# Abbreviations used in the dictionary



## jackinto

My apologies, but I can't seem to find the place where abbreviations used in the dictionary are listed, e.g. _+compl_

Can you help me?


----------



## swift

Hello Jackinto,

French abbreviations: http://www.wordreference.com/fr/Abbreviations-French.aspx

Italian abbreviations: http://www.wordreference.com/it/Abbreviations-Italian.aspx

Spanish abbreviations: http://www.wordreference.com/es/Abbreviations-Spanish.aspx

You can find the abbreviations lists by clicking any part of speech in the dictionary you are using.


----------



## jackinto

Thanks, Swift, for the link.  Very swift indeed!


----------



## jackinto

Oops!  Thanks again, Swift, but the fact is that I had found this list of abbreviations and found that the one I was looking for, _+compl_, was not included.  I thought there must be another list that I could not find.  Any suggestions?


----------



## swift

Yes, I know those lists by heart.  Sorry, I forgot to say that not all abbreviations are listed.  Could you tell us which dictionary you are using, or the dictionary entry where you found that PoS?

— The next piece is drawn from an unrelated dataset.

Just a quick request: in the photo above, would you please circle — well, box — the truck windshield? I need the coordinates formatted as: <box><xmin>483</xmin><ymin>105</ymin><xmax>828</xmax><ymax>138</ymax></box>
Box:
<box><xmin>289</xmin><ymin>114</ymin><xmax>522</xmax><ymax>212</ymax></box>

I suspect "+compl" means "+ complement".  For example, "+ adv compl" stands for "+ adverbial complement".



> *pull* *1* /pʊl/ verbo transitivo
> (_in specified direction_) _(+ adv compl_): *he was ~ed from the rubble alive* lo sacaron vivo de entre los escombros; *the current ~ed him under* la corriente lo arrastró al fondo
> 
> http://www.wordreference.com/es/translation.asp?tranword=pull


----------



## jackinto

The abbreviation was here:  
http://www.wordreference.com/es/en/translation.asp?spen=resultar

Definition 2:  (+compl): resulta más barato asi

Apparently it just means that a direct object is required.  Still puzzled, and here I was thinking I knew my grammar!


----------



## Loob

jackinto said:


> Apparently it just means that a direct object is required.


No, not a direct object, a complement.

You might find this comparison between objects and complements in English helpful - click.


----------



## jackinto

Excellent, Loob, that clears up the meaning of _+compl_ for me!   Still, it'd odd that the dictionary should use abbreviations which are nowhere clearly defined.

Thanks for all the help!


----------



## Dmitry_86

Hello!!!

A nice question has been put forward!!! I am also interested sometimes in finding a particular abbreviation in the forum dictionary. There are some abbreviations that are conversational (AFAIK - As far as I know, etc.), but there are also a lot of scientific ones frequently used in writing and in speech. That is why an opportunity of seeing the definition of an abbreviation would be extremely useful. 

I have not understaood exactly if there is a way of seeing the whole abbreviation list in the forum. If so, where can I find a link to this section (devoted to abbreviations)?

Best


----------